The Financial Reporting Council (FRC), the UK regulator for transparency and integrity in business has said it is “disappointed” with the ‘Big 4’ auditing firms over declining auditing standards and called for a “swift reversal”, if they are to achieve this year’s performance targets for audit quality.
The FRC, which among other functions, sets codes of conduct and standards for accounting, auditing and actuarial work, conducts annual reviews of audits of Britain’s biggest companies to ensure they meet certain standards.
“At a time when public trust in business and in audit is in the spotlight, the Big 4 must improve the quality of their audits and do so quickly. They must address urgently several factors that are vital to audit, including the level of challenge and skepticism by auditors, in particular in their bank audits,” said Stephen Haddrill, CEO, FRC in a statement released June 2018.
Overall results of 8 inspected firms showed that 72% of audits done by the firms in 2017/18 required no more than limited improvements compared with 78% in 2016/17. Among FTSE 350 company audits, 73% required no more than limited improvements against 81% in the prior year,
“Firms must strenuously renew their efforts to improve audit quality to meet the legitimate expectation of investors and other stakeholders,” added Haddrill.
In what is now becoming a growing assault on the holier-than-thou reputation of the ‘Big 4’ that were previously the personification of accounting integrity, FRC faulted the 4 firms for “failure to challenge management and show appropriate skepticism across their audits and poorer results for audits of banks.”
KPMG’s performance is unacceptable
While FRC noted problems at all the Big 4 firms, it singled out KPMG for the consistent poor quality of its work.

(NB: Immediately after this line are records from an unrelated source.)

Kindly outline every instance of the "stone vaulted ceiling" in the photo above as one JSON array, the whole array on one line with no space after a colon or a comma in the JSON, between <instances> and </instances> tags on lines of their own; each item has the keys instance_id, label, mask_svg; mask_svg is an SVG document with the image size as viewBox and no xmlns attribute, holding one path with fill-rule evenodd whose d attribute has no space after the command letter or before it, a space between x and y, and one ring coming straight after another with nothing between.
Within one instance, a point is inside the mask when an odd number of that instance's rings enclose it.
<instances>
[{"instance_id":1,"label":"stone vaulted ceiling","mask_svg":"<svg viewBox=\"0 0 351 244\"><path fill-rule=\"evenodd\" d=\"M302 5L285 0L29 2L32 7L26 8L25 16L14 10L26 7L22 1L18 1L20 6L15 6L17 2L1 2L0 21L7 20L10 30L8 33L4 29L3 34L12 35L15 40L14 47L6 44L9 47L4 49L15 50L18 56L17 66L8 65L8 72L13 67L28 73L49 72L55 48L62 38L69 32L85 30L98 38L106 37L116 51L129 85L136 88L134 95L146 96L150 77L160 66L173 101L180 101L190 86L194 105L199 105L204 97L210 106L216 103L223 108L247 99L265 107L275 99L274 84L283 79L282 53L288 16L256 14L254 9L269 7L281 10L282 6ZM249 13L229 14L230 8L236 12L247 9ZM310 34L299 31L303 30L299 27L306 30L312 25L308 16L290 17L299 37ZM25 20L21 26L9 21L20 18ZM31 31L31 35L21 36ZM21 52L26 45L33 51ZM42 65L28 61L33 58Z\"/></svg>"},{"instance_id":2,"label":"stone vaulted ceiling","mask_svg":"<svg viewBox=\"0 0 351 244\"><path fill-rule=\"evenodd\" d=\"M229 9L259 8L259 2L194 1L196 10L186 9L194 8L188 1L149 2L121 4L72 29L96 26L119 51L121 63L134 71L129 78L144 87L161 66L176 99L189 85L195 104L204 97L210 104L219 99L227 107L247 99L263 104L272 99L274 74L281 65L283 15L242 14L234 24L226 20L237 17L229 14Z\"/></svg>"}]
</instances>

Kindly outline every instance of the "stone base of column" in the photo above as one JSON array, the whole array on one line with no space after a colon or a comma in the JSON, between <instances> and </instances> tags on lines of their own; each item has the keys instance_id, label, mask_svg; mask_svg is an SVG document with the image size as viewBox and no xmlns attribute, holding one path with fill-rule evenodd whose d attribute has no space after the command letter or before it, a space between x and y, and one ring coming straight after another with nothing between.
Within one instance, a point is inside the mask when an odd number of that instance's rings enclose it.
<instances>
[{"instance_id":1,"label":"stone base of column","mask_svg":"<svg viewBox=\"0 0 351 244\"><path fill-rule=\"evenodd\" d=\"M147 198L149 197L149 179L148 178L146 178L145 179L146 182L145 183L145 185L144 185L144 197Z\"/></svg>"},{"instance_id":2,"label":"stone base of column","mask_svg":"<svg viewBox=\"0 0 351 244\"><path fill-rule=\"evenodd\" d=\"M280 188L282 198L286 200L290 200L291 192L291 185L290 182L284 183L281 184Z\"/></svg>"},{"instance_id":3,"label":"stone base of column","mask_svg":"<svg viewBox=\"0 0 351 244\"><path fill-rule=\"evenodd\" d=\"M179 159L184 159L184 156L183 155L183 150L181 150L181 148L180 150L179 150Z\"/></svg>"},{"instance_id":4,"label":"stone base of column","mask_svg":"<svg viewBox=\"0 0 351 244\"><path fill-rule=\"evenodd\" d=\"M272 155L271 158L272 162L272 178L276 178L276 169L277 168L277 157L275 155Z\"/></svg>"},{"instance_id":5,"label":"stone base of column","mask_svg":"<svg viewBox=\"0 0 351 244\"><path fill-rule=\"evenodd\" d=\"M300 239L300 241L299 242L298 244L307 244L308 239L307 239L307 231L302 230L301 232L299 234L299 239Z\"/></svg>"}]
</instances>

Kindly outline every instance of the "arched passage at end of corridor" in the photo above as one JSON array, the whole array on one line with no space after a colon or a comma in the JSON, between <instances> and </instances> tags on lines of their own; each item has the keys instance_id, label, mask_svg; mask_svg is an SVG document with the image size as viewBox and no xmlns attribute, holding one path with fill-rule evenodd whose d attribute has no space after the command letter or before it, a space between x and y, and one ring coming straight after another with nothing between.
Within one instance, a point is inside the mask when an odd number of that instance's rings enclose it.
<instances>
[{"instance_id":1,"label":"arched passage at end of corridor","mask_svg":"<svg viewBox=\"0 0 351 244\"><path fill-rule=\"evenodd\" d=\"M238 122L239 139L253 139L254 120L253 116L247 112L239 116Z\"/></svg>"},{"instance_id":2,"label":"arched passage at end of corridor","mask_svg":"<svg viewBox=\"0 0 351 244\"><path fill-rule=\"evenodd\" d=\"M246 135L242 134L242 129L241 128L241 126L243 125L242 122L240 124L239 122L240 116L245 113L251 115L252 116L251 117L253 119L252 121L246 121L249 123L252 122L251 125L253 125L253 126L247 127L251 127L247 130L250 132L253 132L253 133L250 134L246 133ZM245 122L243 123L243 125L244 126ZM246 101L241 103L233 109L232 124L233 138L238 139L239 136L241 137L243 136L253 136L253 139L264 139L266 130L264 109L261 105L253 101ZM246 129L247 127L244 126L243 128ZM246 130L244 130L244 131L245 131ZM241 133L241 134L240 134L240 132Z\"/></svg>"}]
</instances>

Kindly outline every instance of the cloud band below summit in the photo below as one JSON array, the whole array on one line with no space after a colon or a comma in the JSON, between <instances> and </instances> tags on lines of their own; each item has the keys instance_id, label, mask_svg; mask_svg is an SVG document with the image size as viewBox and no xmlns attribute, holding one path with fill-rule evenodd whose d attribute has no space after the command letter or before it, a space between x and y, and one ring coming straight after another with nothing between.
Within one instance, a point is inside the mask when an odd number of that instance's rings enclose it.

“There has been an unacceptable deterioration in quality at one firm, KPMG. 50% of KPMG’s FTSE 350 audits required more than just limited improvements, compared to 35% in the previous year. As a result, KPMG will be subject to increased scrutiny by the FRC,” said the statement.
FRC further noted that overall quality of the KPMG audits inspected in the year, and “indeed the decline in quality over the past five years, is unacceptable and reflects badly on the action taken by the previous leadership, not just on the performance of front line teams.”
FRC said, they would this year increase scrutiny of all KPMG audits which would see them inspect up to “25% more KPMG audits over its 2018/19 cycle of work; and monitoring closely the implementation of the firm’s Audit Quality Plan.”
KPMG which has had to pay over $1 billion in fines across the world since 2003, run into trouble early this year following an April 2018, ban by the South African government on KPMG from auditing public institutions. This was followed by a ban by Barclays amongst many other companies in South Africa.
Declining performance at PwC, Deloitte & EY
Out of the 347 audits done by Ernst & Young including a total 55 companies listed on the London Stock Exchange, 67% were found as “requiring no more than limited improvements, compared with 88% in 2016/17. This is against an industry standard of more than 90%, something that the FRC said was a “disappointing outcome in comparison to the progress made in the previous two years.”
PwC also fell short of the standard, declining to 82% out of 586 audits inspected compared with 93% in 2016/17. Only 76% of the inspected 413 audits done by Deloitte met the standard compared with 78% in 2016/17.
Four other firms, inspected by FRC; BDO, GT, Mazars and Moore Stephens all showed “general improvements in the quality of inspected audits.”
Of the 8 inspected firms, only 5: KPMG, PwC, Deloitte, Ernst & Young and BDO have offices in Uganda and are believed to control more than 80% of the lucrative blue-chip companies.